Le reste ne semble guère avoir eu d'attraits pour lui. Et il
faut croire qu'il la trouva d'un coup, cette âme-sœur, dès
les premières semaines de sa présence à Buenos
Aires...
"Ici repose doña Remedios de Escalada, épouse et amie du Général San Martín"
Stèle funéraire exposée dans le jardin commémoratif de la Caserne du Régiment des Grenadiers à Cheval, à Palermo (autorisation du Musée du Régiment).

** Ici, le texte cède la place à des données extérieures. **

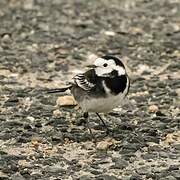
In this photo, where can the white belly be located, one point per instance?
(101, 104)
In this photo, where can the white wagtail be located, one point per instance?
(101, 88)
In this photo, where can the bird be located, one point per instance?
(101, 88)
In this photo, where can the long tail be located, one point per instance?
(57, 90)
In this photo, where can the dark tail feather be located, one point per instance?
(57, 90)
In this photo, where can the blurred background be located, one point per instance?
(43, 44)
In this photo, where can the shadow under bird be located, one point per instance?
(101, 88)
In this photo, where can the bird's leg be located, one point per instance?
(104, 124)
(86, 115)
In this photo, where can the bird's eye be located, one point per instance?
(105, 64)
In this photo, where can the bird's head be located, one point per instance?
(109, 66)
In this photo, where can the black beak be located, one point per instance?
(91, 66)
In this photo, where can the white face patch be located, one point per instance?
(104, 67)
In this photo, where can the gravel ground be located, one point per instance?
(43, 44)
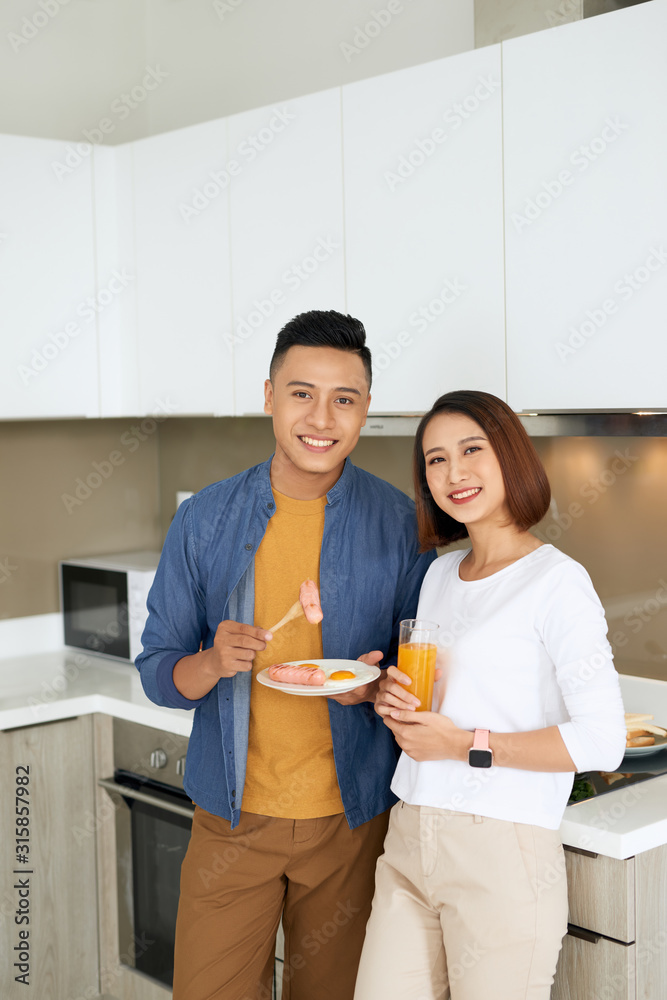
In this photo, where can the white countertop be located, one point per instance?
(50, 686)
(46, 687)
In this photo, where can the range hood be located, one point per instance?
(649, 424)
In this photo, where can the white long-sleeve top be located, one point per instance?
(523, 649)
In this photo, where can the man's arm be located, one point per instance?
(233, 651)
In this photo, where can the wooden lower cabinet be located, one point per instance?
(592, 969)
(616, 947)
(51, 900)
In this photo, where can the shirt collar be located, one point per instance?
(336, 493)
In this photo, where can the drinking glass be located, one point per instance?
(416, 658)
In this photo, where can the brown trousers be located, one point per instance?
(235, 885)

C'est d'ailleurs ce qu'il fit écrire sur la tombe de
Remedios, aujourd'hui la plus ancienne du cimetière de
la Recoleta, premier cimetière public de Buenos Aires, ouvert
un an plus tôt dans l'ancien jardin potager et fruitier du
couvent désaffecté des récolets... Près
d'elle aujourd'hui, on a déposé les restes de ses
beaux-parents, tous deux morts très âgés en Espagne,
lui, à Malaga en décembre 1797 et, elle, à
Orense en juin 1813... Au-dessus d'eux, on a placé une
réplique, maintenant bien délavée par le soleil
brûlant de la région, du drapeau de l'Armée des
Andes...
(1)
Tous les deux occuperont le jour 4 du voyage que je vous propose à
Buenos Aires, sous l'égide de l'agence Intermèdes. Ce
sera le mardi 14 mai 2013. Pour suivre les articles relatifs à
ce voyage, cliquez sur le mot-clé Intermèdes sous
lequel je les classerai tous jusqu'au 31 octobre, date limite des
inscriptions pour les participants.
(2)
Les maisons patriciennes étaient alors structurées
autour de 3 patios, selon le modèle de la villa romaine
antique. Le premier, le plus proche de la rue, était réservée
à la vie sociale et aux réceptions mondaines, le
deuxième, au milieu, abritait la vie familiale et l'aube de
l'intimité moderne, le troisième était le patio
des esclaves, le patio du service, et comme cette succession de trois
corps de bâtiment successifs mesurait environ 100 m de long, ce
troisième patio longeait l'autre rue, la moins élégante
des deux...
(3)
La rupture des liaisons avec l'Espagne depuis Trafalgar en 1805, puis
les deux tentatives d'invasion britannique en 1806 et 1807 (on
s'était battu à deux reprises, plusieurs semaines
durant, dans les rues même de la capitale, qui s'étaient
couvertes de cadavres, en plein centre-ville), et enfin la nouvelle
stupéfiante et angoissante de l'invasion de l'Espagne par les
troupes napoléoniennes au printemps (septentrional) 1808....
(4)
Remedios est morte le 3 août 1823, alors que son mari était
retenu par la maladie et les obstacles politiques dans la ville de
Mendoza, à l'extrême ouest du pays.
(5)
Et au fait, quelle est cette mystérieuse victoire de Bailén
? Victoire de qui contre qui ? De l'Espagne contre la France de
Napoléon ! Si ! Le 19 juillet 1808. Ils nous ont mis la pâtée
et San Martín était de leur côté. Bien
fait pour nous, nous étions les occupants (Belges et Suisses y
compris), et des occupants plutôt cruels.